Have you learned lessons during the crisis?
We recently added to Bloomsbury Publishing in a placing, despite it having put its cash dividend on hold.
Our reasoning was that the company is investing in its digital division, which is likely to benefit from the crisis accelerating the adoption of digital forms of entertainment, and also because it considered a scrip dividend, where investors would receive new shares in place of the cash dividend.
Usually a scrip dividend is treated as capital so it is not something we would ordinarily opt for. However, when it is paid in place of a cash dividend it can be distributed as income. According to fund auditors, there is an income equalisation mechanism to make allowance for this.
So, we have learned that in the current climate a degree of flexibility around scrip dividends is helpful and it can contribute towards the income paid out by a fund.
Do investors still demand a yield in the current environment?

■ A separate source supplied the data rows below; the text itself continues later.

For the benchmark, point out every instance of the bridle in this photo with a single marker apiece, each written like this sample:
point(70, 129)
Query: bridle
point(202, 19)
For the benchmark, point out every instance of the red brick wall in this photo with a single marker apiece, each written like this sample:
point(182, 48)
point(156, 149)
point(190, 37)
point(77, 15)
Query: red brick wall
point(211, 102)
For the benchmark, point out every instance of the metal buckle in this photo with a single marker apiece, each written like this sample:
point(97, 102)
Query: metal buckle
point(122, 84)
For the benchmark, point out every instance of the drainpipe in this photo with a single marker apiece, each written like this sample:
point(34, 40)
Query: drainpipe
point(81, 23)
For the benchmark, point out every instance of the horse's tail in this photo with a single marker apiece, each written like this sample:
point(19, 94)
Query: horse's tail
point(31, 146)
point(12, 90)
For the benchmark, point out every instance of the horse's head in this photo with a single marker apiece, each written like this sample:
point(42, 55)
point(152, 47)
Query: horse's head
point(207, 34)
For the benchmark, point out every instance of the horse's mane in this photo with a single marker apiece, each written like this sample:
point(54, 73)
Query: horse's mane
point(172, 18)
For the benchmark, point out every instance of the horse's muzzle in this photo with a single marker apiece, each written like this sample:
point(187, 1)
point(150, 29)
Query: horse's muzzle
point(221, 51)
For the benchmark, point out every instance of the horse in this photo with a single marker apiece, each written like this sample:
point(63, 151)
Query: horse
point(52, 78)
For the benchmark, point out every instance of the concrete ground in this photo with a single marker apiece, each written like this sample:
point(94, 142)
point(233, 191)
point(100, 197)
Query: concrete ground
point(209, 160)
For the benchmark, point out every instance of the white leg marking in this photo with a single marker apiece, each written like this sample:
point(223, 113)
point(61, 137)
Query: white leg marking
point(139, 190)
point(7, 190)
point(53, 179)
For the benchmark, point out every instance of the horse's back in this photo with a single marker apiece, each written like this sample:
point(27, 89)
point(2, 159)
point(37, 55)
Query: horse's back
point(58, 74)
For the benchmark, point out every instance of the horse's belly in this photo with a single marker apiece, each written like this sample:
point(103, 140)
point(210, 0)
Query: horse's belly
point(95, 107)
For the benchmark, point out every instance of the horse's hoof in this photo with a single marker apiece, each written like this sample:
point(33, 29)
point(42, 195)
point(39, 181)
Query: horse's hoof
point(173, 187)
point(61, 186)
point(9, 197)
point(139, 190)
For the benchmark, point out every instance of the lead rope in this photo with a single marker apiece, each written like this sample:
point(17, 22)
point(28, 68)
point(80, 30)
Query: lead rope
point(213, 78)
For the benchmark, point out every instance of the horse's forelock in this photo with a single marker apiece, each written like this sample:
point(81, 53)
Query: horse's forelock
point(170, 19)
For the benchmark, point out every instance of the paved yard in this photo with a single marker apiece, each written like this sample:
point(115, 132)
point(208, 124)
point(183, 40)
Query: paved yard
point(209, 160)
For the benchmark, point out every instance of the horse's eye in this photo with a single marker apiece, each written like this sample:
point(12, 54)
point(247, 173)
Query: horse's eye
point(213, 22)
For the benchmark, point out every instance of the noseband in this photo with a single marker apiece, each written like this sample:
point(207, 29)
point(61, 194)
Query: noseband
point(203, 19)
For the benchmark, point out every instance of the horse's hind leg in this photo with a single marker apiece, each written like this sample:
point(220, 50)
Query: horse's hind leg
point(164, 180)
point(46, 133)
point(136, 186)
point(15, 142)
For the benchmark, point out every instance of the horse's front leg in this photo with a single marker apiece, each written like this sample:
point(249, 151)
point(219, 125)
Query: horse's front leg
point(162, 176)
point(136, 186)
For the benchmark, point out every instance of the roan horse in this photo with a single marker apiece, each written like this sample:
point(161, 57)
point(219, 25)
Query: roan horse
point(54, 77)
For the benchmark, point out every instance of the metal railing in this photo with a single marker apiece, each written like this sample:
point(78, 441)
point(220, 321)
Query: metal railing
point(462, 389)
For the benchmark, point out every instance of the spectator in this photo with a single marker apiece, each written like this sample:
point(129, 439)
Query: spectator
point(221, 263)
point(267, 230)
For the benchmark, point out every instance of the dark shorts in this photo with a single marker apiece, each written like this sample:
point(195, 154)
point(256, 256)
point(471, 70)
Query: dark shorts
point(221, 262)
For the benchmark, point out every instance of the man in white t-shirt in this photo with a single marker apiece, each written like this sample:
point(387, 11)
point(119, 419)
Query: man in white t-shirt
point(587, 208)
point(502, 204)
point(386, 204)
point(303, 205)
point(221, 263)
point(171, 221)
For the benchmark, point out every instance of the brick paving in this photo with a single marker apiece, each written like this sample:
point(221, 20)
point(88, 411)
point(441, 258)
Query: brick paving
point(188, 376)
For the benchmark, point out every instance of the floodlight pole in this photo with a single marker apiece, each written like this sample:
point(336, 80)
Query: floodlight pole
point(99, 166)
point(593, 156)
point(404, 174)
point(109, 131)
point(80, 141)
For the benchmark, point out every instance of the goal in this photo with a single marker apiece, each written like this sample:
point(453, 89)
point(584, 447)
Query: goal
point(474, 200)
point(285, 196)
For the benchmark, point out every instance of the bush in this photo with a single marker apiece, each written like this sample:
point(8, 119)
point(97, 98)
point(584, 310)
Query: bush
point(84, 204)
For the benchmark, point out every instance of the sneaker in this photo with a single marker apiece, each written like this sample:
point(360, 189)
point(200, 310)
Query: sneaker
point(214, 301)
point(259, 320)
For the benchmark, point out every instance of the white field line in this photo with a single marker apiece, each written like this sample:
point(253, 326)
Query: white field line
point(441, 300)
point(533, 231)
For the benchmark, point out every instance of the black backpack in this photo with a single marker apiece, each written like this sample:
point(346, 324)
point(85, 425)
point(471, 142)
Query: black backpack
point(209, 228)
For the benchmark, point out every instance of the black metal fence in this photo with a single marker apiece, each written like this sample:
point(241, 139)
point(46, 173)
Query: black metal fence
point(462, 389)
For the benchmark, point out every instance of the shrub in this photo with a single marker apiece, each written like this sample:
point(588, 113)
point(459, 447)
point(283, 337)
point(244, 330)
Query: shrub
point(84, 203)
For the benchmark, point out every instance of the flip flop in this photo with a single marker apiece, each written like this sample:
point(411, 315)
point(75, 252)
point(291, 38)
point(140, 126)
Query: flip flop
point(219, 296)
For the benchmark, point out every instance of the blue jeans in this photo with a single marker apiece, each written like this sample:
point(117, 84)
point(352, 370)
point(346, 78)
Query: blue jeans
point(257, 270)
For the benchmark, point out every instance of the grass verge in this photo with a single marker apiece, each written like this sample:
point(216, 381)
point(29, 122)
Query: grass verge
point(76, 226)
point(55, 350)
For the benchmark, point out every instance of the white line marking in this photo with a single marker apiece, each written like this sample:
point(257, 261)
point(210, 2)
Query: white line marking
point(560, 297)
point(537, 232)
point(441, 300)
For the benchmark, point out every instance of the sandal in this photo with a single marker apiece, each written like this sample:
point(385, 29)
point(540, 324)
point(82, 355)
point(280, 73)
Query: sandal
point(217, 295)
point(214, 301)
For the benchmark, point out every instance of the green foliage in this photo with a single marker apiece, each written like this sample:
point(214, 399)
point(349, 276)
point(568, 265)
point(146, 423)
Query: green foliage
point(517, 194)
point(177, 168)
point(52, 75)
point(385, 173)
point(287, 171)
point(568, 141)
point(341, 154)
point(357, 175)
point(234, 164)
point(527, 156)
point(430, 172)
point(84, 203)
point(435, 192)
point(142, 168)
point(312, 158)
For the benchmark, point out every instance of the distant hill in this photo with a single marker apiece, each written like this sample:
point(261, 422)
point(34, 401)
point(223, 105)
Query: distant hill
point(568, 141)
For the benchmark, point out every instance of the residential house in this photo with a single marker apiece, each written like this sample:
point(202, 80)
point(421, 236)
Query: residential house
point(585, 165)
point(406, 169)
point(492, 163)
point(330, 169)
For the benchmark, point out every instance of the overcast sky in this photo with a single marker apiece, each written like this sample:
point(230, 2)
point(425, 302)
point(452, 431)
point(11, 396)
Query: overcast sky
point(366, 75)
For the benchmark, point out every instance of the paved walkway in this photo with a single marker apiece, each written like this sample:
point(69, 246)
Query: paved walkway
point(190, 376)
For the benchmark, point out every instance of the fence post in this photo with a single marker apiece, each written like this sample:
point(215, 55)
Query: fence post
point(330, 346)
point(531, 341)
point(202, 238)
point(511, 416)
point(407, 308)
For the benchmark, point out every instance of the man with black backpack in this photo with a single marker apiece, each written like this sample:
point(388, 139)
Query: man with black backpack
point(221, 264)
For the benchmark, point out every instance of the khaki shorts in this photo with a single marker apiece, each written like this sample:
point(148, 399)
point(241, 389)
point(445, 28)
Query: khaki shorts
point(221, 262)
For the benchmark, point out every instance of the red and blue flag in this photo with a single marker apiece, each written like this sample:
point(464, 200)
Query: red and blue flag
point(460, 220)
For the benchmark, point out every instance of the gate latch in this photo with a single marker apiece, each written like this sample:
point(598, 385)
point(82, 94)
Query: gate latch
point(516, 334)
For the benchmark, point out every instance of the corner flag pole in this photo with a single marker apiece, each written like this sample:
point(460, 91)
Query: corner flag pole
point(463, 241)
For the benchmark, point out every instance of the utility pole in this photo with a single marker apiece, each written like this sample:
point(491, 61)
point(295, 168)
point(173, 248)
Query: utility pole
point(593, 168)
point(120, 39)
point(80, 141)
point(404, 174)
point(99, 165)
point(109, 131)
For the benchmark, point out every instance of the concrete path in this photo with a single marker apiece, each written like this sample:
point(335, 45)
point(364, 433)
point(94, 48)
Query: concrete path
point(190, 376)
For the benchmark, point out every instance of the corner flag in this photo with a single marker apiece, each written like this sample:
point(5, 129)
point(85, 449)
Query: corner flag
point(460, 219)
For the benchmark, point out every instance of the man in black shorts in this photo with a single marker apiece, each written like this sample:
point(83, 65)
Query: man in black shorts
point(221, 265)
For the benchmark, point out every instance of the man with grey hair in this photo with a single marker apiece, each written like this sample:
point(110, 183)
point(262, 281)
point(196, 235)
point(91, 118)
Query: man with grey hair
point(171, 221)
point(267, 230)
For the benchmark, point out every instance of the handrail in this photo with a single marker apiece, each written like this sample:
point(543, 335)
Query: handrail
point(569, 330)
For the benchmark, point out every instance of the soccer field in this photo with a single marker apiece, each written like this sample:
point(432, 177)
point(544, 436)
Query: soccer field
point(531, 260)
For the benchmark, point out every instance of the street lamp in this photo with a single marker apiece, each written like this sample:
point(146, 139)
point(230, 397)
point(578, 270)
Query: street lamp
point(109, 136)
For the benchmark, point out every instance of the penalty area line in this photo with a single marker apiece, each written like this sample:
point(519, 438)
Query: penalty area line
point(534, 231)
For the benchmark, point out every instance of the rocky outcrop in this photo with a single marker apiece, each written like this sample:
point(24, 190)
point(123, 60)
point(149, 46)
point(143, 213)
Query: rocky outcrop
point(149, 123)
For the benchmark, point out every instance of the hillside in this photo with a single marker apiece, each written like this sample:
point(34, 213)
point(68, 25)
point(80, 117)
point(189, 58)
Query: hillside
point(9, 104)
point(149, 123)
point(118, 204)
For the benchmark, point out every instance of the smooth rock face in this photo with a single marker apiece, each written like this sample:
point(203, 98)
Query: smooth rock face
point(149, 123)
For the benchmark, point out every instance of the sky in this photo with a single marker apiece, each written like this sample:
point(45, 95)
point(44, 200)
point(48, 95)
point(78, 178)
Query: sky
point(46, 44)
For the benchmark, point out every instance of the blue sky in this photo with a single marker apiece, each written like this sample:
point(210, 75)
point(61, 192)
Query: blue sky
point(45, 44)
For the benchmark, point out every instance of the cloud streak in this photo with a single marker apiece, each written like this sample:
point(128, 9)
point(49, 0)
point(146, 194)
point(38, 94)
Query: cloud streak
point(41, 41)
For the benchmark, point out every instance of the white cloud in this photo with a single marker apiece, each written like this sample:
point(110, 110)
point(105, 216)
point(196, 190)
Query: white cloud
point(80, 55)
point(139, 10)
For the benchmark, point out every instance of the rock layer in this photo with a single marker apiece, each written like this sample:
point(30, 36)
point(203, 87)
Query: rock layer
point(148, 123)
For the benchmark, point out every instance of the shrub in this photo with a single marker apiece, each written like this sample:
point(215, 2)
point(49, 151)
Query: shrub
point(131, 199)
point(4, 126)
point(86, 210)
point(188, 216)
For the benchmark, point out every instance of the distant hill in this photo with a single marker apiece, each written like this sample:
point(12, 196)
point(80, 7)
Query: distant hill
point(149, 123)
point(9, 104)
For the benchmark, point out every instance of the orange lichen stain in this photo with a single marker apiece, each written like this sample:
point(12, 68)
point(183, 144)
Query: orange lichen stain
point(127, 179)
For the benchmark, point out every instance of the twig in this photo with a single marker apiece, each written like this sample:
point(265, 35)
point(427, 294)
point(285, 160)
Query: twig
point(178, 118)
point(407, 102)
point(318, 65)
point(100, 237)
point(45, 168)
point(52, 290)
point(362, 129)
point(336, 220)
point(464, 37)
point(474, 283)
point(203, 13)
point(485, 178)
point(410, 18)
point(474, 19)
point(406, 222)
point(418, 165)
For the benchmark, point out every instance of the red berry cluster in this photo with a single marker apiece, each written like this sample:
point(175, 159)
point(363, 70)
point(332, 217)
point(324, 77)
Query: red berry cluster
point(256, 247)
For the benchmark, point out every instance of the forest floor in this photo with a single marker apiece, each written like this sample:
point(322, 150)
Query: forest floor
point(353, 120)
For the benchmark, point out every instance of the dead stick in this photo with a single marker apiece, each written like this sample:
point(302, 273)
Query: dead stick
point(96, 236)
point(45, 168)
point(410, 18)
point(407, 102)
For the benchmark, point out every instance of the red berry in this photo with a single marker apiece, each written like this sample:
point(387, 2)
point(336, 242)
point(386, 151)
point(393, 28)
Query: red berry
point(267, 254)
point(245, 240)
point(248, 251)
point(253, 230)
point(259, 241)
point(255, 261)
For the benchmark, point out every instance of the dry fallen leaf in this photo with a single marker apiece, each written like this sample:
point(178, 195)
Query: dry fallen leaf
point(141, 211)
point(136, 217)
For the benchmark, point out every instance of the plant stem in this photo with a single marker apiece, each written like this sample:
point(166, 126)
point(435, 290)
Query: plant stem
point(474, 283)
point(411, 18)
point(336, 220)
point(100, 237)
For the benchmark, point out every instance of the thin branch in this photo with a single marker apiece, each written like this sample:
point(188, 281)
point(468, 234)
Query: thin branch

Perhaps not as much as we might have expected. In our conversations with wealth managers and financial advisers there has been a clear understanding that these are exceptional times.
The Investment Association's decision to drop the yield test for 12 months has enabled a focus on capital recovery, rather than chasing yield at any cost. I think our underlying investors support this sensible approach.
With the Bank of England base rate at 0.1%, a yield of approximately 4.8% from the fund (annualised with the most recent payment from March), is relatively attractive despite the well-publicised dividend cuts.
Have you seen any companies raise dividends? If so, could you share some examples?
Yes, despite the challenging economic backdrop, there are companies that have still been able to increase their dividends.
Examples are Chesnara, which is a life and pensions consolidator; HomeServe, the insurance and home repairs group; Severn Trent, the water company; Anpario, which provides agricultural feed additives; and Sirius Real Estate, which invests in German business parks.
As you can see, they are from a range of different sectors and spread across the market cap spectrum.
Is the dividend still a business confidence signal?
It is truer now than ever. Only the strongest companies can continue to pay a dividend after the economic shock of this crisis.
It usually indicates that they have good visibility over their earnings and/or they have enough liquidity to reinvest in their businesses without compromising growth options.
These robust, well-managed companies operate in a broad range of sectors and are spread across the market cap spectrum, so our multi-cap approach is a strength for the fund.
These companies are continuing to pay attractive dividends and, over time, they are likely to be appreciated even more and to continue to build a loyal following among investors.